Check out these six links that we’re recommending to one another: 

  • What the F#@k Just Happened at Burning Man? – Buck Down – Medium“‘Burning Man … is not a cult you join — it’s a cult that joins you. One day you wake up and realize that 20 years have gone by, and pretty much your entire social circle, your significant other, and any children you happen to have had together are all traceable to this oddball festival out in the punishing Northern Nevada desert.’ Truer words have seldom been spoken, and most of my cult tells me 2022 was dreadful. Not in the usual ‘it was hot and uncomfortable’ way, but in a more profound, existential way. This post grapples with why.” (Alistair for Hugh).
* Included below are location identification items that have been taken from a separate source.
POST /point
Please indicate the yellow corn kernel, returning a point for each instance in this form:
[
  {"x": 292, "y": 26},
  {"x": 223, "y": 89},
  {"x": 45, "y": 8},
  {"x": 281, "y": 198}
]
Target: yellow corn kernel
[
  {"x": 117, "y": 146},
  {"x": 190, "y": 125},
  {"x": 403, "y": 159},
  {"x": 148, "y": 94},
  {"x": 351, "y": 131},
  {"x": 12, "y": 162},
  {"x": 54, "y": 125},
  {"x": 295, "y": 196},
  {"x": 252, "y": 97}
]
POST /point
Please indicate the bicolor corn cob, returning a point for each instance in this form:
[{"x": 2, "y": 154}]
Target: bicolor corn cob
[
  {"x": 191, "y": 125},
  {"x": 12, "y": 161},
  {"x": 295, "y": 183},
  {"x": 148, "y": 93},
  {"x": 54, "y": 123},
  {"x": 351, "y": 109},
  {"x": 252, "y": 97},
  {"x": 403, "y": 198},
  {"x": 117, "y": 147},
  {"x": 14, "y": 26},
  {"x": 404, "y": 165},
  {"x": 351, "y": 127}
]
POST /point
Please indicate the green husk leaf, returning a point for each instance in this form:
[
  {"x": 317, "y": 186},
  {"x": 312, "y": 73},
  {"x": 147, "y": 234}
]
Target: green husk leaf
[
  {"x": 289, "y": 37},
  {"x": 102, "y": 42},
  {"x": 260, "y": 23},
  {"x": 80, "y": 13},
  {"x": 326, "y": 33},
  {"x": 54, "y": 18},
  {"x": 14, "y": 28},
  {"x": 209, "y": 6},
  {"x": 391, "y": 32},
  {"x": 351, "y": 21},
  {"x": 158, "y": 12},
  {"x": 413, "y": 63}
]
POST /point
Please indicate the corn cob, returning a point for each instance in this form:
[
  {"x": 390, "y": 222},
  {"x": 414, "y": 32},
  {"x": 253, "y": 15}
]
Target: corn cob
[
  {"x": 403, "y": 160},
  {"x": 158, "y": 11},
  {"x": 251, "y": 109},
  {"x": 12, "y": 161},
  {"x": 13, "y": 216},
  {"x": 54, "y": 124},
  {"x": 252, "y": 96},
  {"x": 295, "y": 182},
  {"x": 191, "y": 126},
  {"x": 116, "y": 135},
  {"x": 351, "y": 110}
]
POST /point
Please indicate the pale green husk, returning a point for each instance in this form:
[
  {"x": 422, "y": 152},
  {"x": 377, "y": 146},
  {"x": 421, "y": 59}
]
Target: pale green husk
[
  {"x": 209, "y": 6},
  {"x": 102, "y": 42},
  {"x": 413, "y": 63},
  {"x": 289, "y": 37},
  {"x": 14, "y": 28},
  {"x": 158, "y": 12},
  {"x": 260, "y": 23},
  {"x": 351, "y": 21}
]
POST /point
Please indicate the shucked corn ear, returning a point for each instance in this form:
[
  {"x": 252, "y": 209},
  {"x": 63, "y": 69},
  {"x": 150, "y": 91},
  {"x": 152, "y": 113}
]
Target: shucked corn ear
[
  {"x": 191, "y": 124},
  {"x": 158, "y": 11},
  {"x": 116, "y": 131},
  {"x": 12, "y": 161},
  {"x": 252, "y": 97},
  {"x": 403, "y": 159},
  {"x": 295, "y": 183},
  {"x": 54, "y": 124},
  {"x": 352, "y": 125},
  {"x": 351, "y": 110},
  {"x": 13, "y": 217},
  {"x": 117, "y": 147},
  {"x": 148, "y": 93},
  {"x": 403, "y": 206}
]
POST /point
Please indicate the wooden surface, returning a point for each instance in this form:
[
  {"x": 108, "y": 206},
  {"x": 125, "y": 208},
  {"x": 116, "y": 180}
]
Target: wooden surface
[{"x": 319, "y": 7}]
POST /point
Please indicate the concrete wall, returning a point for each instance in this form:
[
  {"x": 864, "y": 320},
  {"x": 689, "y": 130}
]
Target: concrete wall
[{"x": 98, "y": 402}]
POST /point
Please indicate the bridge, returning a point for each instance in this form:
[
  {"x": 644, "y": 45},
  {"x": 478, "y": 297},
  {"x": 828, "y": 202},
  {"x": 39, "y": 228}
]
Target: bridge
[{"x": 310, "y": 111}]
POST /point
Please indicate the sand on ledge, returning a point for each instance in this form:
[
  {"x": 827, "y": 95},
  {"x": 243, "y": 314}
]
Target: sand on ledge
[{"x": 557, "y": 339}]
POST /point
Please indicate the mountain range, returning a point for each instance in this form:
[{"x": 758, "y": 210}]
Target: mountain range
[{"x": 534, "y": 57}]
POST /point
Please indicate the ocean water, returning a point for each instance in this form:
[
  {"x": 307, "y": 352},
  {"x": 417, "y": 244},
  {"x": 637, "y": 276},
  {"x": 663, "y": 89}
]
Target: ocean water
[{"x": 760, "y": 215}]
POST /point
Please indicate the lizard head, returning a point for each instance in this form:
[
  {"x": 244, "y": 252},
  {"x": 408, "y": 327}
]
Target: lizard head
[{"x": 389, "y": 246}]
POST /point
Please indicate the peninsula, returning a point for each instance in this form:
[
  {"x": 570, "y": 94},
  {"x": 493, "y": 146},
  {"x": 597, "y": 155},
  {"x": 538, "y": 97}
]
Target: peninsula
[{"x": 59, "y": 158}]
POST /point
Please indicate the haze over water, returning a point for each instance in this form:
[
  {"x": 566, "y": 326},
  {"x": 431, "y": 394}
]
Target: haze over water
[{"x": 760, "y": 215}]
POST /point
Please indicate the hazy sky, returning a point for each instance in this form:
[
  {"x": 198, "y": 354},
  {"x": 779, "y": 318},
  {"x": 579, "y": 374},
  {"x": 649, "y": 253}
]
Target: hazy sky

  • The Paper of Record Meets an Ephemeral Web: An Examination of Linkrot and Content Drift within The New York Times – SSRN. “That’s a long title, but it’s a great paper from three smart Internet scholars. Link rot is real, and the vast majority of links in important legal documents don’t work any more. The Internet Archive is scarcely a good solution, either, with many sites having tags that tell search engines not to crawl or index them. Serious consequences for brands, governments, and more. Read this before it disappears!” (Alistair for Mitch).
  • A Tale of Cancellation – A conversation with Meg Smaker – Making Sense Podcast. “The incredible story of a real-life cancellation, not of a wealthy and powerful man, but a first-time feature documentary maker who spent months interviewing inmates of a ‘terrorist rehab centre’ in Saudi Arabia, to give a human portrait of some men who did awful things. Meg Smaker‘s own life should be made into a film: She’s been kidnapped in Columbia by a group that beheads its victims, has navigated through multiple warlord-controlled sections of Mogadishu, she’s been a firefighter in California and a firefighting instructor in Yemen. But the most stressful thing that happened to her was when her film, The UnRedacted — selected by Sundance, up for an award by SXSW — was subject of a cancellation campaign by multiple parties, none of whom seems to have ever seen the movie.” (Hugh for Alistair).
  • Most new managers suck at managing – Zain Khan – Twitter. “A great thread for new managers, and old ones too, for how to lead people”. (Hugh for Mitch).
  • What is viral jazz? – WRTI – NPR Music. “It doesn’t take much to get me to try out a new form of music. All new forms of music come from somewhere. So… if you’re offering me up jazz… and it’s weird… and you add in the word ‘viral’, that’s a pretty good hook for me. Open you ears… and open your mind. Now, I’m not sure this is an actual genre (yet!) so much as a way to describe something a little bit different… then again, that’s usually the exact place where a new genre (or sub-genre) emerges from. Go and explore, and let me know what you think. Long live viral jazz!” (Mitch for Alistair).
  • Inside a highly lucrative, ethically questionable essay-writing service – Input Magazine. “Yes, you should worry about these new AI writing platforms that can pump out some pretty human sounding documents. It’s not perfect, but they’re learning quickly and getting there. I also saw a reddit article on how to beat software that can catch someone trying to cheat in school. The concept is pretty simple: Input the text into Google Translate then translate your native writing into Chinese, then to Spanish, then to Hebrew then back into English (or any combo of multiple languages that you choose), give it a quick cleaning up and ‘voila!’ it’s completely different copy from the original source. With that, we all remember that one person in high school (or college) who would write your essays for you (for a price). Well, forget AI and Google Translate tricks, what happens when that buddying writer from school goes corporate? ‘Killer Papers, based in Canada, is one of a number of so-called essay mills that write papers for clients in exchange for money. And as kids head back to school this fall, business in the industry is about to pick up. ‘A slow month is August, and a busy month is October,’ Kevin says. He now has around 60 writers who produce between 200 and a thousand papers a month, with prices ranging from $17.50 to $32 per page. Though Kevin is coy about sharing specific numbers, he will allow that the site’s revenue is in ‘the low seven figures.’ Whoa!” (Mitch for Hugh).